Son conocidas las dificultades para avanzar en un
Tratado de Comercio entre Estados Unidos y la Unión Europea. Incluso hay absurdas protestas para el Tratado con Canadá. En cambio, la cotización dólar-euro lleva bastante tiempo estabilizada muy cerca de la paridad (1,1 $ por 1 €). Incluso se ha invertido ocasionalmente la cotización (0,9 $ por 1 €). Parece factible conseguir que ambas monedas se cambien establemente a la par.
Eso estimularía el
comercio entre ambas áreas. Pasadas las primeras turbulencias, sería de esperar que los mercados asumieran pacíficamente la paridad, que de hecho casi existe ya.

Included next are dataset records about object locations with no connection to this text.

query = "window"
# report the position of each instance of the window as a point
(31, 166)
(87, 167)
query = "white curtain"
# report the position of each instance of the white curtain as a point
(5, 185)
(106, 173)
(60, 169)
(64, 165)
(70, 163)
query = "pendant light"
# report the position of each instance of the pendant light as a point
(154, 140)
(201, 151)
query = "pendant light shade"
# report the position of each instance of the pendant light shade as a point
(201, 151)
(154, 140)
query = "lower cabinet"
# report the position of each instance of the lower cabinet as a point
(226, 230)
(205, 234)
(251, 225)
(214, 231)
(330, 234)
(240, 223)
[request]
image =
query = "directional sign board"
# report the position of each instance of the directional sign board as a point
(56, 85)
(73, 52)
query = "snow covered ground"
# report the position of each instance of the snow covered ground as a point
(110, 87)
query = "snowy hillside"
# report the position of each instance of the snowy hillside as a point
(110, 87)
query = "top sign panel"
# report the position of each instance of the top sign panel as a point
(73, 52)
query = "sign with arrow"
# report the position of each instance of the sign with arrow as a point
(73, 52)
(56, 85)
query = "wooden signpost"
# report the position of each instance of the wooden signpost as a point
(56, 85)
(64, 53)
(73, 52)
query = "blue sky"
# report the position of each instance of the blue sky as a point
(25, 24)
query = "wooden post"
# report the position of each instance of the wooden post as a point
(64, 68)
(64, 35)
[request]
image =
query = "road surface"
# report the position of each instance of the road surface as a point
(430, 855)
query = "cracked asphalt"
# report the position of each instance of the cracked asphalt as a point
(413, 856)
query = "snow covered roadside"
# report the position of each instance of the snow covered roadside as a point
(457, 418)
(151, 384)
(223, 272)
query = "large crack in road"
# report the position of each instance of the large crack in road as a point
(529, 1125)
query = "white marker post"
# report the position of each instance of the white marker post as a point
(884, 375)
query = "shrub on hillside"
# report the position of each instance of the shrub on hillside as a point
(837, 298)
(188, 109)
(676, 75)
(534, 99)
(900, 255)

No haría falta que intervengan oficialmente Gobiernos ni Parlamentos. Sería preferible un acuerdo entre los dos Bancos emisores. Que el Banco Central Europeo entregase 1 € a cambio de un 1 $, sin límite de cantidad. Y que la Reserva Federal hiciese lo propio con cada € que se quisiese convertir en $. La autonomía de ambos Bancos Emisores debiera en principio permitir tal cosa. Y si las tensiones fuesen excesivas, bastaría que
los dos Bancos suspendiesen temporalmente su compromiso.
La moneda mundial única es un ideal utópico de momento. Pero es el ideal correcto. Beneficiaría a todos y no perjudicaría a nadie. Conseguir que
euro y dólar sean en la práctica dos denominaciones para una misma moneda sería un gran triunfo para las ideas liberales y un freno a las sombrías ideas proteccionistas que amenazan en el horizonte.